Measurement of light reflectance

The samples of underwater and overwater corneae were separated from the beetle eyes and mounted upon a slide by means of adhesive film, external surface facing up. Then they were spotlighted by a white light-emitting diode, 50 mA, 6000 K and videos were captured by a digital camera mounted upon an optical microscope. To reduce background, 290 frames were stacked together for each video using the ImageJ software. Resulting images were then processed by the GIMP 2.8 software: the percent of the area covered by reflected light patches was determined in relation to the total area of all undamaged ommatidial lenses in focus; interommatidial spaces were not included into the analysis. Reflected light patches were defined as any spot with brightness higher than 200 relative units. Overwater and underwater corneal samples of total 6 independent Gyrinus specimens were analyzed, with 2 videos for each sample focused on different sample regions. The obtained data was processed by the Ooo-dev 3.4 Calc software to determine the standard error.

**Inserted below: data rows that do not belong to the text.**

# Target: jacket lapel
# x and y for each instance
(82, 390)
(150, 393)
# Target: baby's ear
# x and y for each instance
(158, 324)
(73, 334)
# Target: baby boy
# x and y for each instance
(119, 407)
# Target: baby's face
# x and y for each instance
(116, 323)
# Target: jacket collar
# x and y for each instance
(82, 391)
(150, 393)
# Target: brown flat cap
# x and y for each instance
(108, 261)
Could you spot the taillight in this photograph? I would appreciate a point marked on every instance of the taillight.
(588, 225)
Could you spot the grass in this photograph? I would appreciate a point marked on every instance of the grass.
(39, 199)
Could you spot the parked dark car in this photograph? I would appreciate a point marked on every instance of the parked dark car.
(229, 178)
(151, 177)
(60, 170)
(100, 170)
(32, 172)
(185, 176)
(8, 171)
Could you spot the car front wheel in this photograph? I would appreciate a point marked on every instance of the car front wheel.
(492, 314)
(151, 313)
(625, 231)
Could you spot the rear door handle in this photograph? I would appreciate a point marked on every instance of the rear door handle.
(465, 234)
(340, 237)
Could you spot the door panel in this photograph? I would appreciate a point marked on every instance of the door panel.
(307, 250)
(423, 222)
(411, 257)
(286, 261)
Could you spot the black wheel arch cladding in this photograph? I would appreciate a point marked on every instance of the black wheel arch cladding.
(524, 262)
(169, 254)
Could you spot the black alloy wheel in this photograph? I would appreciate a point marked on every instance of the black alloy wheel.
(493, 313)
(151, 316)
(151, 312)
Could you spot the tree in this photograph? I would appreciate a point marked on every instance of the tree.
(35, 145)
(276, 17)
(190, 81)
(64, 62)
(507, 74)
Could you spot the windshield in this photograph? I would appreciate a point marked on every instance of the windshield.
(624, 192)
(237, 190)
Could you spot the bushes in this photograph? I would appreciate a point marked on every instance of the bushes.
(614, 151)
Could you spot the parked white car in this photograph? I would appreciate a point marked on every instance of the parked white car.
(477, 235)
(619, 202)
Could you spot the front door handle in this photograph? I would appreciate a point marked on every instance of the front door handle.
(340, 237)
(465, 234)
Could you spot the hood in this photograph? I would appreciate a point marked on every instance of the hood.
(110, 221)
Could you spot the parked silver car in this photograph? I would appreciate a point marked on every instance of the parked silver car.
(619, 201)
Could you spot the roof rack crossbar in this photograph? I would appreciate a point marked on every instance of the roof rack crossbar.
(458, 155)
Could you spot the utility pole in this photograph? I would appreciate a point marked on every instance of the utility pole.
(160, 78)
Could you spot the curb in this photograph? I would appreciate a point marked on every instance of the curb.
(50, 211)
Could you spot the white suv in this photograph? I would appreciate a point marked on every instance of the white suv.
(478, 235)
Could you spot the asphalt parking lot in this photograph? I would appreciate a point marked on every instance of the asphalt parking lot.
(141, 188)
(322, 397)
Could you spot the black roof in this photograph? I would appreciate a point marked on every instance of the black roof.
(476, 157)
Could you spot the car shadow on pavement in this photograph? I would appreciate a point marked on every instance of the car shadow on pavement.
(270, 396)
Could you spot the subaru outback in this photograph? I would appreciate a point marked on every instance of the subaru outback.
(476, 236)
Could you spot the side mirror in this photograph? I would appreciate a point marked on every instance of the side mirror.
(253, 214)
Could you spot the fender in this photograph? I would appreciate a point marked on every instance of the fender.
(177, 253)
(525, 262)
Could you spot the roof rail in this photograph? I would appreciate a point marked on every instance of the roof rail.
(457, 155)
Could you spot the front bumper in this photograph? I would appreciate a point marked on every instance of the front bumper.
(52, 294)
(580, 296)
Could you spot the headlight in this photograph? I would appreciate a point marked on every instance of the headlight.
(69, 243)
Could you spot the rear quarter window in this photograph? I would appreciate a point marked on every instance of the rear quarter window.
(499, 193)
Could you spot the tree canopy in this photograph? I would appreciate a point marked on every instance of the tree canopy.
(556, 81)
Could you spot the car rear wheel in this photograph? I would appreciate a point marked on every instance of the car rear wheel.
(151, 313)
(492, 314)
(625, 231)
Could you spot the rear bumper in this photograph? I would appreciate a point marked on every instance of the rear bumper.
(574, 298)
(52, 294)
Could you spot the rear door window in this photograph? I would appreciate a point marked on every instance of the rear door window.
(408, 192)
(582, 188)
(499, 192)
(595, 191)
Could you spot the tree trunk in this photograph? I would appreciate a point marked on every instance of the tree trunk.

The reflectance of the beetle cornea in individual ommatidia was measured using the visible light microspectroscopy technique. The samples of underwater and overwater eyes were mounted on glass slides by means of an adhesive film, external surface facing down. The slide was placed on the sample stage of an inverted microscope (Lomo MIM-7 microscope with a 100× dry bright-field objective with NA = 0.85). The microscope was equipped with a custom white light-emitting diode source with enhanced radiance in the blue and near-UV ranges. The field stop was adjusted so that the cornea of a single ommatidium was illuminated by unpolarized light. The reflected light was collected with the same objective and focused onto the input of a multimode optical fiber coupled to a grating spectrometer (Solar LS S100). The output plane of the spectrometer was equipped with a 1024 pixel CCD line array (Hamamatsu) providing the spectral measurements in the range from 200 nm to 1000 nm with 0.9 nm resolution. The spectra were measured subsequently for the over- and under-water eyes and then the ratio of the spectra intensities was calculated. This procedure was repeated at least three times for each eye pair in order to cancel the beam positioning ambiguity out. The overwater-to-underwater ratio spectra were smoothed by the adjacent-averaging filter of OriginLab Origin 7 software; this procedure reduces the spectral resolution to the value of 7-10 nm, which is not critical given the fact that the spectral dispersion of the reflectance manifests itself on larger spectral scales.